01 Nov 2022
Poland’s inflation reached 17.9% year-on-year in October amid skyrocketing energy prices, according to initial data published on Monday.
With inflation soaring across Europe, policymakers are looking to avoid further increasing borrowing costs as consumers rein in their spending and businesses struggle.
Central bank governor, Adam Glapinski said last month that the bank hasn’t yet ended its tightening plans that have increased the base rate to 6.75% from close to zero over the last year, Reuters reports.
Glapinski said that the bank’s new inflation forecasts in November would be crucial in determining if further hikes were required.
Yet as wage growth is still robust in Poland, inflation will remain higher for longer, according to analysts.
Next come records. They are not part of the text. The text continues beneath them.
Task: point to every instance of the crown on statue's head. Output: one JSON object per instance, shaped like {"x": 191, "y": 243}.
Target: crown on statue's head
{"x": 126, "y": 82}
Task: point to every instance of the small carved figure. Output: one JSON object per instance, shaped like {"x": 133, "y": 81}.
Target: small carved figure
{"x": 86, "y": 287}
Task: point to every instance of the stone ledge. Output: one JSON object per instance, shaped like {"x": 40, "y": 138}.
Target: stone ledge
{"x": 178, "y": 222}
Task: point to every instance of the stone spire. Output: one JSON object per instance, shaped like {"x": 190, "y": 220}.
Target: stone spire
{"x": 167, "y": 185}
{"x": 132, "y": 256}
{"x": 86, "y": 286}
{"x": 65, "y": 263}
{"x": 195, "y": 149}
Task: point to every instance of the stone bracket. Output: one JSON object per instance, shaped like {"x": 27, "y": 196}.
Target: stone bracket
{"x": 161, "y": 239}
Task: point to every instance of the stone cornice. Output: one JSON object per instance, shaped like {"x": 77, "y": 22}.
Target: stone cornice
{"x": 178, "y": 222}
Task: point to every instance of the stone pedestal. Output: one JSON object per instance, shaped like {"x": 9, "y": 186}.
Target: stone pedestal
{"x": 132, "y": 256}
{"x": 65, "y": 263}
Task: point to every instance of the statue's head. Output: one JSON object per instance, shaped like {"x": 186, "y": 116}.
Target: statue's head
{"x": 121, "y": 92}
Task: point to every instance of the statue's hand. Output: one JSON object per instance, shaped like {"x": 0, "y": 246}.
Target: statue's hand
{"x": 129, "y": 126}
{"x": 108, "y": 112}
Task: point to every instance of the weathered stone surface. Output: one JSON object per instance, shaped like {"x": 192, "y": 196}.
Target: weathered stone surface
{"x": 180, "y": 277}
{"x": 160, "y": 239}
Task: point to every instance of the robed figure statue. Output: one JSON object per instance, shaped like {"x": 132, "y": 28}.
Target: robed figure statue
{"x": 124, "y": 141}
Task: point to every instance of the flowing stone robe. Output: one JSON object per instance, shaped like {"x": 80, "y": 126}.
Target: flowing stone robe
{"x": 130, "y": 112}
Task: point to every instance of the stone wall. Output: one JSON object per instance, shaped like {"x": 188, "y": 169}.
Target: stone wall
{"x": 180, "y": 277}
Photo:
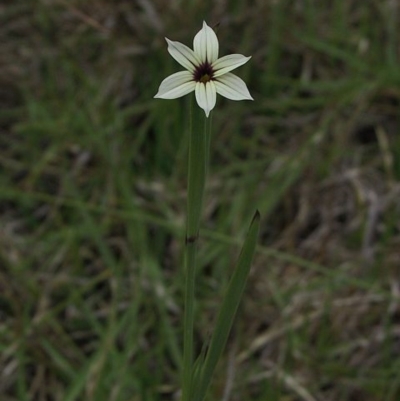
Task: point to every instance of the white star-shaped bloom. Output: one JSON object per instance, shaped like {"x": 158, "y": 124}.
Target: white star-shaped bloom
{"x": 206, "y": 74}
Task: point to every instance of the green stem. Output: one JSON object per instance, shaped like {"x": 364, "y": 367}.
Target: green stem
{"x": 197, "y": 168}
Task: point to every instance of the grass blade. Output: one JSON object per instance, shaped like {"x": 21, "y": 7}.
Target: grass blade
{"x": 228, "y": 310}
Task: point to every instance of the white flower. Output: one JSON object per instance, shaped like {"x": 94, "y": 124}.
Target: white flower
{"x": 206, "y": 74}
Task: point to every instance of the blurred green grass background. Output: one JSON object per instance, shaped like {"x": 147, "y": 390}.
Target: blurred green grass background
{"x": 93, "y": 186}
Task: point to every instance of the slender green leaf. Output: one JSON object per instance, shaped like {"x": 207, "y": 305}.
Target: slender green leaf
{"x": 228, "y": 310}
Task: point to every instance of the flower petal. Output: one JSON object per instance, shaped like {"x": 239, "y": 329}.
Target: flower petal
{"x": 183, "y": 55}
{"x": 206, "y": 96}
{"x": 232, "y": 87}
{"x": 228, "y": 63}
{"x": 205, "y": 44}
{"x": 176, "y": 85}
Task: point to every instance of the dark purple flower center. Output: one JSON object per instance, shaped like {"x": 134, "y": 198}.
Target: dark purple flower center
{"x": 203, "y": 73}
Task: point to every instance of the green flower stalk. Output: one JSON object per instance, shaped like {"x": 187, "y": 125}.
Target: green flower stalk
{"x": 206, "y": 75}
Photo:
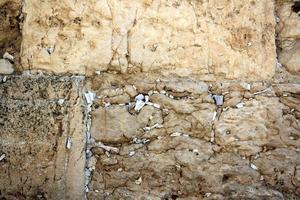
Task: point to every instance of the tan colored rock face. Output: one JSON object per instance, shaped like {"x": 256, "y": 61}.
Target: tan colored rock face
{"x": 10, "y": 34}
{"x": 289, "y": 36}
{"x": 204, "y": 39}
{"x": 34, "y": 128}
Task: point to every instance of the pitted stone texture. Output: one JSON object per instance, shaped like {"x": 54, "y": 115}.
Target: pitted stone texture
{"x": 10, "y": 33}
{"x": 289, "y": 36}
{"x": 201, "y": 151}
{"x": 34, "y": 130}
{"x": 206, "y": 39}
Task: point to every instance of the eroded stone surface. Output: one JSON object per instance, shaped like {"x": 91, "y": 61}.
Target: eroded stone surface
{"x": 35, "y": 126}
{"x": 207, "y": 39}
{"x": 289, "y": 35}
{"x": 10, "y": 33}
{"x": 200, "y": 150}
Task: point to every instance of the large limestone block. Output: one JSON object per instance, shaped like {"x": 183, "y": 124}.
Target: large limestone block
{"x": 37, "y": 115}
{"x": 224, "y": 39}
{"x": 10, "y": 34}
{"x": 63, "y": 36}
{"x": 289, "y": 35}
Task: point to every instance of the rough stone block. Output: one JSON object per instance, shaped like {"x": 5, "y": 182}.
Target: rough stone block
{"x": 37, "y": 116}
{"x": 204, "y": 39}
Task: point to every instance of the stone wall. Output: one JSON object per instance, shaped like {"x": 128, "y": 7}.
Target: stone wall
{"x": 175, "y": 99}
{"x": 38, "y": 115}
{"x": 206, "y": 39}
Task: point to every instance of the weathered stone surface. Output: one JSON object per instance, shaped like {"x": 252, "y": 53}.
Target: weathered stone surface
{"x": 10, "y": 33}
{"x": 200, "y": 151}
{"x": 207, "y": 39}
{"x": 34, "y": 131}
{"x": 289, "y": 35}
{"x": 6, "y": 67}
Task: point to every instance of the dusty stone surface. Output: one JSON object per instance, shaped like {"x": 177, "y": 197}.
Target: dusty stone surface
{"x": 185, "y": 106}
{"x": 6, "y": 67}
{"x": 207, "y": 39}
{"x": 289, "y": 35}
{"x": 189, "y": 148}
{"x": 34, "y": 128}
{"x": 10, "y": 25}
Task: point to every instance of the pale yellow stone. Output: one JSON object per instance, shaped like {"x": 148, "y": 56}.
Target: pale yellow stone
{"x": 228, "y": 40}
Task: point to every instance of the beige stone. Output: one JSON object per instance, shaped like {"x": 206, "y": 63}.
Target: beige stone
{"x": 215, "y": 38}
{"x": 289, "y": 36}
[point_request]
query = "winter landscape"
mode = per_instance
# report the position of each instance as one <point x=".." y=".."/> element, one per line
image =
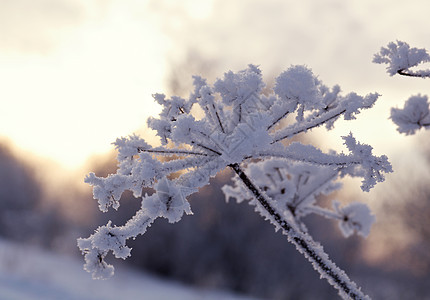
<point x="151" y="151"/>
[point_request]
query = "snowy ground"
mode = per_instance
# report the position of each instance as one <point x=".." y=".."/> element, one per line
<point x="29" y="273"/>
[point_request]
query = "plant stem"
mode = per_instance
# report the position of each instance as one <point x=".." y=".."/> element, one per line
<point x="305" y="244"/>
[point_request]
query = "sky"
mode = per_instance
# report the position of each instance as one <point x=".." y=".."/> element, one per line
<point x="75" y="74"/>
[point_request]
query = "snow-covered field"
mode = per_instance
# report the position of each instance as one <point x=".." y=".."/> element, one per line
<point x="28" y="273"/>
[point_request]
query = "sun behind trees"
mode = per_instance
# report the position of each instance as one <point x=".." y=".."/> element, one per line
<point x="244" y="130"/>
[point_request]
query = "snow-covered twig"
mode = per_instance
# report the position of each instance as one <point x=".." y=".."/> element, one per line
<point x="400" y="58"/>
<point x="241" y="129"/>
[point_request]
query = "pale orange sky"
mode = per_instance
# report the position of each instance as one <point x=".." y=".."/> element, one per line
<point x="75" y="75"/>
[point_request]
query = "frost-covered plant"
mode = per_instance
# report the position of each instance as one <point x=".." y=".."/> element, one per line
<point x="400" y="58"/>
<point x="242" y="129"/>
<point x="294" y="186"/>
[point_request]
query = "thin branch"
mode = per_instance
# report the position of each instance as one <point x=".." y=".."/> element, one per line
<point x="305" y="126"/>
<point x="328" y="160"/>
<point x="171" y="151"/>
<point x="406" y="72"/>
<point x="278" y="120"/>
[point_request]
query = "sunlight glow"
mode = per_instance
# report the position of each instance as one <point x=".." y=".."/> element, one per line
<point x="93" y="87"/>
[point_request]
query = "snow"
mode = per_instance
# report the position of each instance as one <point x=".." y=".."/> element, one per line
<point x="29" y="273"/>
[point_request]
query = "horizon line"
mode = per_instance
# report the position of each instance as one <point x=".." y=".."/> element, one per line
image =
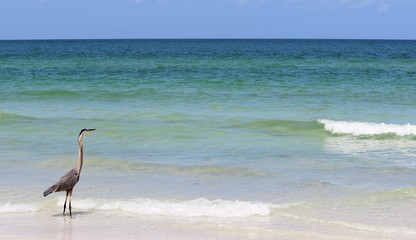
<point x="214" y="38"/>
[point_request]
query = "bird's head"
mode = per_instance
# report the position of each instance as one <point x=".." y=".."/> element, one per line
<point x="84" y="131"/>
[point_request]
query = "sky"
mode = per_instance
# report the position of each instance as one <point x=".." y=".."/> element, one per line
<point x="121" y="19"/>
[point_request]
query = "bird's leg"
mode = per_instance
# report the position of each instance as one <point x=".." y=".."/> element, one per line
<point x="70" y="198"/>
<point x="67" y="192"/>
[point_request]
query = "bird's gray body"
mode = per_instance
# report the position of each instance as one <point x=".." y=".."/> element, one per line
<point x="68" y="181"/>
<point x="65" y="183"/>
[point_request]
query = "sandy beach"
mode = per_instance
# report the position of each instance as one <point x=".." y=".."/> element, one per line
<point x="88" y="225"/>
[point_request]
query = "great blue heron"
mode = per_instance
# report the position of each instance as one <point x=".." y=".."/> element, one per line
<point x="68" y="181"/>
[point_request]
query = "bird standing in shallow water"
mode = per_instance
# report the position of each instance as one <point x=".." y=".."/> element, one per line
<point x="68" y="181"/>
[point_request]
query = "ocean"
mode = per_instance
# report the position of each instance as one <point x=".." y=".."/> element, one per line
<point x="273" y="136"/>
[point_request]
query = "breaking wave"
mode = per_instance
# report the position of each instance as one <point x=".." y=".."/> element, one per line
<point x="367" y="128"/>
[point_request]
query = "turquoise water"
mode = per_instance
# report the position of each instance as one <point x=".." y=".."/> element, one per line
<point x="306" y="129"/>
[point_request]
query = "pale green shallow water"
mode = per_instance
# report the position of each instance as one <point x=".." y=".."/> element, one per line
<point x="314" y="130"/>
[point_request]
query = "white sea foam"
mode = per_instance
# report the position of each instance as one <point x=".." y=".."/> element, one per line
<point x="17" y="208"/>
<point x="193" y="208"/>
<point x="367" y="128"/>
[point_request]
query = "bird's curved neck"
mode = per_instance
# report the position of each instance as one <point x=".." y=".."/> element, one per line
<point x="80" y="157"/>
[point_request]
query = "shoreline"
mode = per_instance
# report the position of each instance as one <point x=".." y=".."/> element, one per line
<point x="109" y="225"/>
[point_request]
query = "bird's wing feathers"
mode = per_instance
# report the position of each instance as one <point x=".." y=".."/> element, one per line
<point x="66" y="182"/>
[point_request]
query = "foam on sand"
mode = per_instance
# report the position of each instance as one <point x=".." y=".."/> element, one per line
<point x="200" y="207"/>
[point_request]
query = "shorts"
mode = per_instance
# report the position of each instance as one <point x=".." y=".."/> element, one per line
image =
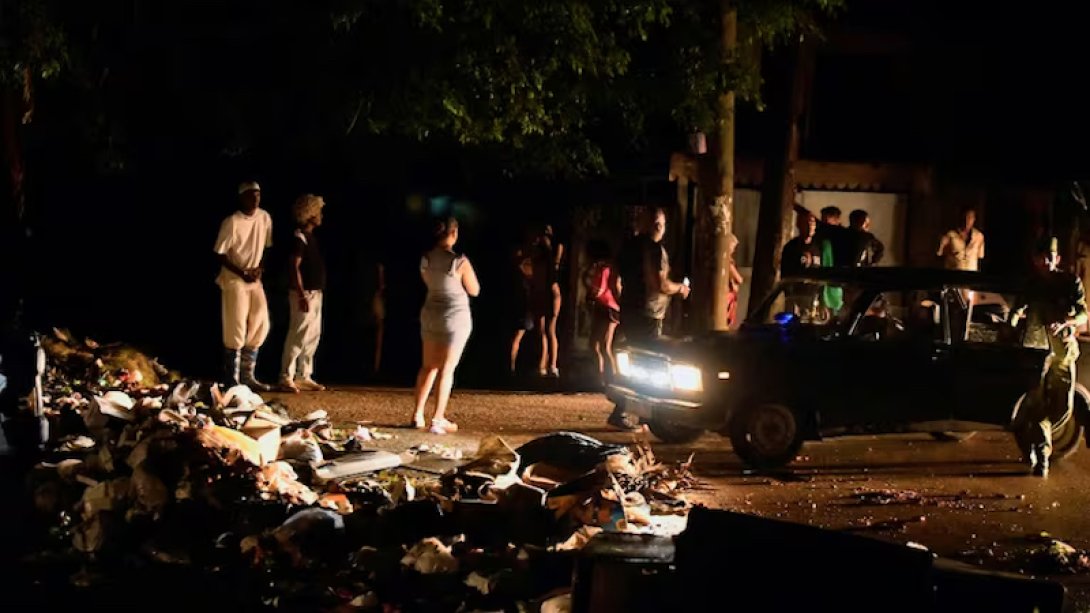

“The inflationary environment remains unfavourable, and it is difficult to expect a change in trend,” said Grzegorz Maliszewski, chief economist at Bank Millennium.
“Data shows that there is room for interest rates to rise, but it is difficult to say whether this will be the case at the upcoming meeting, as it seems that many members of the Council want to assess the effects of the measures taken so far and perhaps... rates will stay unchanged.”
Last month’s data followed another rise in September, which was echoed in other countries around the region.
Indeed, headline inflation in Hungary is above 20%, although the central bank held the main interest rate the same last week whilst sticking with measures to bolster the Forint after plummeting to all-time lows.
Also, Czech inflation is currently at 18%, but rates haven’t been adjusted since June, the Reuters report adds. Yet the central bank has also continued to intervene to prevent the Koruna from excessive weakening.